Ki Ageng mengajarkan bahwa kebijaksanaan bukan hanya berasal dari pengetahuan intelektual, tetapi juga dari pengalaman batin yang mendalam. Ketika seorang pemimpin dapat mengintegrasikan pengetahuan batin dengan kebijaksanaan dalam tindakan, mereka akan lebih cenderung untuk mengambil keputusan yang adil dan berpihak pada kepentingan rakyat. Oleh karena itu, ajaran beliau membantu menciptakan pemimpin yang adil dan bijaksana, yang sangat penting untuk mencegah terjadinya korupsi dalam pemerintahan.
3. Pencegahan Korupsi Melalui Kesederhanaan
Kesederhanaan hidup adalah prinsip yang sangat mendalam dalam ajaran Ki Ageng Suryomentaram. Beliau mengajarkan bahwa seseorang tidak perlu mengejar kekayaan berlebihan atau kedudukan tinggi, karena hal tersebut sering kali membawa pada penyalahgunaan kekuasaan dan moral yang busuk. Prinsip hidup sederhana yang diajarkan, seperti sabutuhe (sesuai kebutuhan), saperlune (secukupnya), dan sakpenak'e (selayaknya), membantu individu untuk menilai apa yang benar-benar dibutuhkan dalam hidup dan untuk tidak terjebak dalam sikap konsumtif yang hanya mengutamakan kepentingan pribadi.
Pemimpin yang hidup sederhana akan lebih mudah untuk menghindari godaan kekuasaan dan materialisme. Mereka akan lebih cenderung untuk mendengarkan kebutuhan rakyat dan fokus pada bagaimana meningkatkan kualitas hidup masyarakat, daripada memperkaya diri mereka sendiri.
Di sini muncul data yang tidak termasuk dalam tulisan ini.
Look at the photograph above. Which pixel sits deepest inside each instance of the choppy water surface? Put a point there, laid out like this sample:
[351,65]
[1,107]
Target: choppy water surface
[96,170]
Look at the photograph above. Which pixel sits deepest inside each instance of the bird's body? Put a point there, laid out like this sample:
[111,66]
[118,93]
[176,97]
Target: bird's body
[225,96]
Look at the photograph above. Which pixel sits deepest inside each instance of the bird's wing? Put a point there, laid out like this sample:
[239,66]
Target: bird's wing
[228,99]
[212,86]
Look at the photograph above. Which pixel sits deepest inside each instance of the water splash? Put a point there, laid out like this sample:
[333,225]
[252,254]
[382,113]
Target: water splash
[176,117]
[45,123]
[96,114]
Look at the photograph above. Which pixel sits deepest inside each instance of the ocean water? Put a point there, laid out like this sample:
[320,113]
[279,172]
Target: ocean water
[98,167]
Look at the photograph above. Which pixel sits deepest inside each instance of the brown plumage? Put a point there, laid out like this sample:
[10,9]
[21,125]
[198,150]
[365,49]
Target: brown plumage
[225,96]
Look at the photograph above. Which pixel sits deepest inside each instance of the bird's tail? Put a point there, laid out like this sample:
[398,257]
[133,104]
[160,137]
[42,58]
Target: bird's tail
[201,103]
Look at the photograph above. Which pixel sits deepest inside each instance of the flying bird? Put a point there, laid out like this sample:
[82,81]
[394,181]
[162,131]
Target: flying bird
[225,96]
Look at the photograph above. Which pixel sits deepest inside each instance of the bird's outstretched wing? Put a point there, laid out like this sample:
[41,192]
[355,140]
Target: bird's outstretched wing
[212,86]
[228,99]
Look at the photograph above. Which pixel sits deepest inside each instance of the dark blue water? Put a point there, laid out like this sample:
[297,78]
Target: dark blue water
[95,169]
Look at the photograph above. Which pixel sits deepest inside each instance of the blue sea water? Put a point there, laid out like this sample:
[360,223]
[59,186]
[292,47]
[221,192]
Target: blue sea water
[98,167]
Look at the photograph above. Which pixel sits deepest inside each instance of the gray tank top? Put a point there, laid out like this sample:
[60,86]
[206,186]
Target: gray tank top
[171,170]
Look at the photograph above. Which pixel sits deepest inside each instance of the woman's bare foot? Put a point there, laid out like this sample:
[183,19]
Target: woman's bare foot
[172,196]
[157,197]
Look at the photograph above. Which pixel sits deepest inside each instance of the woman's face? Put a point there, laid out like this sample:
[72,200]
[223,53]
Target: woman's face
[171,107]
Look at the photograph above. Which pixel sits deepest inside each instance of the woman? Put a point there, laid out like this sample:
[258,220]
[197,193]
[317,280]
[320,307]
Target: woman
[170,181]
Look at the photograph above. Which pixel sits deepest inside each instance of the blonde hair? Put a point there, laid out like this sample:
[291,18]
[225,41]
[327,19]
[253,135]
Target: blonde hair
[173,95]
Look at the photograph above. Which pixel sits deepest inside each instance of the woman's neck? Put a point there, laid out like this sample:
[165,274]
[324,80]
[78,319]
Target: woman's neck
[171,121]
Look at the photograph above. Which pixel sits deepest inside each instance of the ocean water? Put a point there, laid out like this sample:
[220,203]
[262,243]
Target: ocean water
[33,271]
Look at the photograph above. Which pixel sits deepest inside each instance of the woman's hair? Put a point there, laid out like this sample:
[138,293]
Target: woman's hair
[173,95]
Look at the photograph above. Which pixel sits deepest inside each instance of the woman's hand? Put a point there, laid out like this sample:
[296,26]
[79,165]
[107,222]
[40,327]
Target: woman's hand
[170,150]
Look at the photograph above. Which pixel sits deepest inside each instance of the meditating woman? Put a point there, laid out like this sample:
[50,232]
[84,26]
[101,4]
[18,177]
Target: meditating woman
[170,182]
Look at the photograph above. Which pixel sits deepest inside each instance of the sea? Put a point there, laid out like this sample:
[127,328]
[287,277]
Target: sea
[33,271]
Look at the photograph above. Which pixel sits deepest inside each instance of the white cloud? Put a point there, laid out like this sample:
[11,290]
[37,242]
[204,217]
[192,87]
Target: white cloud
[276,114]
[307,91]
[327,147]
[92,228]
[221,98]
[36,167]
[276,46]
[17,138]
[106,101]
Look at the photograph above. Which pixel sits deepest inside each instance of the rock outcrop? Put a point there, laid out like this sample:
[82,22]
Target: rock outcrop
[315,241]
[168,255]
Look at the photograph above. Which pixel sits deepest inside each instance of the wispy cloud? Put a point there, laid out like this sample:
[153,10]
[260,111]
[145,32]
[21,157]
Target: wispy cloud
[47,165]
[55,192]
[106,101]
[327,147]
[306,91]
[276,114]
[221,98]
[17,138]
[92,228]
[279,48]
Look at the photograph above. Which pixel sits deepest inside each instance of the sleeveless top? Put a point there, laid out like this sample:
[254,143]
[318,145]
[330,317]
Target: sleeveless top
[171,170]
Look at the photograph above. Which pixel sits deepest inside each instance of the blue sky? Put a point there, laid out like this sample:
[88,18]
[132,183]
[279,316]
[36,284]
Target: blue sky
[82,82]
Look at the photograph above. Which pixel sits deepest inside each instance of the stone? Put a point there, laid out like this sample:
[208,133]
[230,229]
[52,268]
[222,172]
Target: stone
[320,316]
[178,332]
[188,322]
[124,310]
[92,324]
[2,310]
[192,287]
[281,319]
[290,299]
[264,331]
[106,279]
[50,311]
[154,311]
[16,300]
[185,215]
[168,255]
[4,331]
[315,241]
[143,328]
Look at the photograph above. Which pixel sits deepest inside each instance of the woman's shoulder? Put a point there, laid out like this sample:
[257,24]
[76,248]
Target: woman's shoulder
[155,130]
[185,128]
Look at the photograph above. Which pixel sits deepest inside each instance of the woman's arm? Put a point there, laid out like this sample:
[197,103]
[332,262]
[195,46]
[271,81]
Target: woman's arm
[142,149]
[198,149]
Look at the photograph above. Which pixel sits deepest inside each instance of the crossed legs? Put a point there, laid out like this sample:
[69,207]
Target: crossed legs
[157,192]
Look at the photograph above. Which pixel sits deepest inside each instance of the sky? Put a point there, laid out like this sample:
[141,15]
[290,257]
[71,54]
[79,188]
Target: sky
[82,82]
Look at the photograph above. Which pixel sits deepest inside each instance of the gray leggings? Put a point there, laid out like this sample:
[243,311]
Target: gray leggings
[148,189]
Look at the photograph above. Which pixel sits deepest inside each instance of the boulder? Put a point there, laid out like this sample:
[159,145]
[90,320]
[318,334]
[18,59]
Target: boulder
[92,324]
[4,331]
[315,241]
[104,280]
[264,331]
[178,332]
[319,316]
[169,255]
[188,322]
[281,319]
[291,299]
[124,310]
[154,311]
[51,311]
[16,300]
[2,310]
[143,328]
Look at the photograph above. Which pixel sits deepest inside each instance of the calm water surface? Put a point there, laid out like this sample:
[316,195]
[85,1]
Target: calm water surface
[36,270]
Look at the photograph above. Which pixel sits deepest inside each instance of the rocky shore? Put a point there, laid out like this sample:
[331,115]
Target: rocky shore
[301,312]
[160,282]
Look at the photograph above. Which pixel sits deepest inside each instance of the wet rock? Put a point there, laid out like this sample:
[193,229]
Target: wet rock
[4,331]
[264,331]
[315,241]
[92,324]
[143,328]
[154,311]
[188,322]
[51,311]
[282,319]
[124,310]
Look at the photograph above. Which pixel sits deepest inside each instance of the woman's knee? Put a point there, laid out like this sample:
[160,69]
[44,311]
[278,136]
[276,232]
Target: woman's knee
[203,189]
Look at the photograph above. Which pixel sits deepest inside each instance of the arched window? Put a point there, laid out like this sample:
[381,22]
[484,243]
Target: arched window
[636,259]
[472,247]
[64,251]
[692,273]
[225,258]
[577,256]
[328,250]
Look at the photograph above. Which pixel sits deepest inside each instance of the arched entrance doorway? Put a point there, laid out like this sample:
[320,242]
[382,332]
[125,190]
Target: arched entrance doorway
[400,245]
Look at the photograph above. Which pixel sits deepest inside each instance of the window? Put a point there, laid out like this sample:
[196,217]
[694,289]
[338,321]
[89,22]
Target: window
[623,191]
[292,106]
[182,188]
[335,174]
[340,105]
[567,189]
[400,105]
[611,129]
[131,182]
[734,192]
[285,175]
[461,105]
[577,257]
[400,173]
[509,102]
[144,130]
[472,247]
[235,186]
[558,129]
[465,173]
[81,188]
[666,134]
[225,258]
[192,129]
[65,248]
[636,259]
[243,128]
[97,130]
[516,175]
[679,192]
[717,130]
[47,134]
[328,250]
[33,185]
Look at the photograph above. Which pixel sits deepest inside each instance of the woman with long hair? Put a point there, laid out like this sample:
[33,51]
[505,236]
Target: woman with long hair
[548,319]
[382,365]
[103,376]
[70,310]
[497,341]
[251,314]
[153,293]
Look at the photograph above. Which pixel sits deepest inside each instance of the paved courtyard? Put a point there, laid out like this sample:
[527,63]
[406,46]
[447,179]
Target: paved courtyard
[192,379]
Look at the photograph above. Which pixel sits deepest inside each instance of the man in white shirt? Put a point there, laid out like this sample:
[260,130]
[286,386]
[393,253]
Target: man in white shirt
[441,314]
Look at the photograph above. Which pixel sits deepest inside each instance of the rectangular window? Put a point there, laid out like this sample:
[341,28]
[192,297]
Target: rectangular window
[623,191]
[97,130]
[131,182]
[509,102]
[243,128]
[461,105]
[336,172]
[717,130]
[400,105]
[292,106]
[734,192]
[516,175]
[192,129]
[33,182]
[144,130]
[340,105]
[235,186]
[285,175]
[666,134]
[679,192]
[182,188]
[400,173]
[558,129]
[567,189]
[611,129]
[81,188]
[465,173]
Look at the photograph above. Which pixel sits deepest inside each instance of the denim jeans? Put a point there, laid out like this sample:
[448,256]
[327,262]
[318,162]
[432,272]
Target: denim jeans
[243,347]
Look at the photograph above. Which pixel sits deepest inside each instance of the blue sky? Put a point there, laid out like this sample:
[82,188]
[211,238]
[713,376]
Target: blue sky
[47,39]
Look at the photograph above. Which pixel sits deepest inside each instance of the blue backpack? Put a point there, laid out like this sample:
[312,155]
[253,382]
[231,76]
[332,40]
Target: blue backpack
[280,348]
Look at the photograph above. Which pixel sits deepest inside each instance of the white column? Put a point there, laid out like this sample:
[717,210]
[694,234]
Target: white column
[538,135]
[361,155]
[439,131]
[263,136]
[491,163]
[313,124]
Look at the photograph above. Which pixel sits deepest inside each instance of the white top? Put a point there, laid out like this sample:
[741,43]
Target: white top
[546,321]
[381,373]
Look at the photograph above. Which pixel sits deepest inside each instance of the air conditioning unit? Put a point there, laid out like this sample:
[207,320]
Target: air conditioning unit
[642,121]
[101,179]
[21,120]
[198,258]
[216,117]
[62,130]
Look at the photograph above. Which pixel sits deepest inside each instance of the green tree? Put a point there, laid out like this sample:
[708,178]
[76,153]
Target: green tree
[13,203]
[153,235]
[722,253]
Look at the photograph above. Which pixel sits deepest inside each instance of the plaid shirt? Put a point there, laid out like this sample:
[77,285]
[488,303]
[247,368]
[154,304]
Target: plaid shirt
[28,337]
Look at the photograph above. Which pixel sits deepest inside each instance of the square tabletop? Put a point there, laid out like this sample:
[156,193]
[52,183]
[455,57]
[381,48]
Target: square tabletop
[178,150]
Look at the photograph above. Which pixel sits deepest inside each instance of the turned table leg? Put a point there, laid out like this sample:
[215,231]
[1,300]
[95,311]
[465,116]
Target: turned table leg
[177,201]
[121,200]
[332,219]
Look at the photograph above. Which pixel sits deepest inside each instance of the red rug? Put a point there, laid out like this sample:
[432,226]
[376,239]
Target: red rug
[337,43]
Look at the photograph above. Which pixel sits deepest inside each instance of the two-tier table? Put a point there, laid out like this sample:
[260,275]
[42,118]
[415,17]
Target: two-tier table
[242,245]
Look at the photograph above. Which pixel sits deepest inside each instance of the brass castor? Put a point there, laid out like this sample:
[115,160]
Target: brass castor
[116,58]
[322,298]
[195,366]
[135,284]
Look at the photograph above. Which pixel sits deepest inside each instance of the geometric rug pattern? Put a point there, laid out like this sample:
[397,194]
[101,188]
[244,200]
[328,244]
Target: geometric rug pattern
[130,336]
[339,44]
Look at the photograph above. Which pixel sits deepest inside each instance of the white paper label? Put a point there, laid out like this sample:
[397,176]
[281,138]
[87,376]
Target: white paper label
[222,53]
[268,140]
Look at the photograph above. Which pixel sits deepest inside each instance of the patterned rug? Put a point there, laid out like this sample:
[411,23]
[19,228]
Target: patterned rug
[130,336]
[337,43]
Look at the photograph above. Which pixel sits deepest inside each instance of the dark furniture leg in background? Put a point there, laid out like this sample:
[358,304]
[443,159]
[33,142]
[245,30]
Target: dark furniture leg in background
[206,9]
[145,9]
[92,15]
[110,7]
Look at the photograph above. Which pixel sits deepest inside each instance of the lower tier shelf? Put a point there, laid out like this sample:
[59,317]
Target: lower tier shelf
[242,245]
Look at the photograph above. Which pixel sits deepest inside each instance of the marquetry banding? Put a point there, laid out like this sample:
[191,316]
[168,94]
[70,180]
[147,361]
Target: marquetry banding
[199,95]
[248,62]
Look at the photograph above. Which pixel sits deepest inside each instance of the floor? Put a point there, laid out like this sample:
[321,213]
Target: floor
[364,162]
Kesederhanaan hidup ini juga mengajarkan untuk memiliki rasa rendah hati dan menghargai orang lain, yang akan membantu menghindari sikap otoriter dan keserakahan yang dapat memicu praktik korupsi.
Sebagai contoh, seorang pemimpin yang tidak terikat pada gaya hidup mewah dan lebih memilih untuk hidup sesuai dengan kondisi yang ada akan lebih mudah untuk berfokus pada tugas mereka dalam meningkatkan kesejahteraan rakyat. Dengan mengurangi keinginan pribadi untuk memiliki lebih, pemimpin dapat lebih transparan dan adil dalam pengelolaan kekuasaan dan sumber daya negara.